When a database process fails the
Rdb or DBMS MONITOR
process must start a recovery process (DBR) to rollback any
uncommitted updates performed by the failed process. However, when a
process fails in a VMS environment, it also releases all of its
locks, including database locks. Without the "freeze lock"
as a control
mechanism, this could result in a "free-for-all" for
access to these updated (but uncommitted) records.
The "control mechanism" used by Rdb and DBMS to
prevent this "free-for-all" is to have the Rdb or DBMS monitor
request the "freeze lock." All other database processes
are notified of the monitor's need for the "freeze lock"
and they stop all database activity until the "freeze
lock" is released by the monitor process. The monitor process
creates a Database Recovery process (DBR) and holds the freeze lock
until the recovery processes completely recovers (rolls back) the
uncommitted transaction of the failed process. The freeze lock
is held until the recovery process complete.
In your environment, some processes have access to
a large number of database buffers. The number of buffers that a
process uses is determined by the NUMBER OF BUFFERS ARE
<number> in the SQL ALTER DATABASE command (for Rdb) or the DBO/CREATE (/MODIFY) qualifer
"/BUFFERS" (for DBMS); or the value of the logical name,
RDM$BIND_BUFFERS and DBM$BIND_BUFFERS and (if defined). When this process failed, the
database recovery process used only 20 buffers (the default)

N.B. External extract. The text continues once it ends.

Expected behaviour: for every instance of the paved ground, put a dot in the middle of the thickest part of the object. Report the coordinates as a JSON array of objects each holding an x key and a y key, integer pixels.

available. The default number of buffers used by the DBR process was
insufficient to manage the large number of updates made by the
failed process – and thus caused excessive I/O during recovery.
To solve this problem, we modified your database
to significantly increase the number of buffers available to the
recovery process. This was done using the SQL statement "Alter
DATABASE...NUMBER OF BUFFERS IS n. In general, the DBR process should have more buffers
than the user that is recovering for.
In
addition, the use of FAST COMMIT will also cause longer recovery
times. With FAST COMMIT enabled, Rdb and DBMS can defer writing
committed data to the storage area files by "committing"
them only to the AIJ file. However, in the event of a process or
system failure, the recovery process must perform a "REDO"
of the committed transactions – resulting in longer freeze times.